16 Projective identification. An important and complex subject which provokes
controversy. Projection is attributing our difficult and unacceptable feelings to
others, e.g. blaming others for our short comings. This allows us to disown
responsibility and have a sense of mastering over our feelings.
Identification refers to a process by which self representations are built up and
modified during development (not just copied by imitation). Klein conceived
projective identification in a specific way. bad parts of the infantile self are split off
from the rest of the self and projected onto the mother or her breast. As a result the
infant feels the mother has become the bad parts of himself. The projection is “into”.
What is projected is not so much a feeling or an attitude but itself or part of the self.

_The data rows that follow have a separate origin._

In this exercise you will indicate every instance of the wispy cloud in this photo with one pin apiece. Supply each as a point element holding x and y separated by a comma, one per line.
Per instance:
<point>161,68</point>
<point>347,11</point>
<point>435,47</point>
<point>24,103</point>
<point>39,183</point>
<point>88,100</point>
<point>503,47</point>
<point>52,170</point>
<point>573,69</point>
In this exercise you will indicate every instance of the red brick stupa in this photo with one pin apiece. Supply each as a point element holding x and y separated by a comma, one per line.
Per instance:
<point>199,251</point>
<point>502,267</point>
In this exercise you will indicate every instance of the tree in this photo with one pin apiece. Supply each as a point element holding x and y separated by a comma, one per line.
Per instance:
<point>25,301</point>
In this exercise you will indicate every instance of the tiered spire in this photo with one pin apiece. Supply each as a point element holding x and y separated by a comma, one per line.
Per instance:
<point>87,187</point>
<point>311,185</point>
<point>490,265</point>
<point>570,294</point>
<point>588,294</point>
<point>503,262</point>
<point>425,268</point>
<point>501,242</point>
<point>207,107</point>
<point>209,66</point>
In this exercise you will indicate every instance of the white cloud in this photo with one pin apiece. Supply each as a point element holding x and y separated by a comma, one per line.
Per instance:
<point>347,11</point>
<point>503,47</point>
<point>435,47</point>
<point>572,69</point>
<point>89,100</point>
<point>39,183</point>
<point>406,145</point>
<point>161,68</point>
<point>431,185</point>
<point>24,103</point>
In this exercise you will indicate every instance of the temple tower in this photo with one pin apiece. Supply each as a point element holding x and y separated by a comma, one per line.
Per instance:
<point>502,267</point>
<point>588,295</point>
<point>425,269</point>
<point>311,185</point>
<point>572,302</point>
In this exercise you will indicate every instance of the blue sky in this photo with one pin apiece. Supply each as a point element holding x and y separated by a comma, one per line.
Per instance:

The target of the projections maybe unaware of his role, e.g., the paranoid person
projects malicious intentions on to politicians with whom he never comes into contact
with.
Projective identification is also a communication and can be viewed as an interaction
in that the recipient of the projection may be induced to feel or act in ways that
originate with the projector and feelings in the recipient can reflect aspects of the
patient’s inner world so projective identification becomes a process in which projector
and recipient interact with one another at an unconscious level. The recipient may
enact these feelings, e.g., becoming sleepy, bored, sad.
There is a positive form of identification underlying empathy where the mother
contains projective painful and hostile feelings, detoxes them and gives them back to
the infant in a benign form at an appropriate time.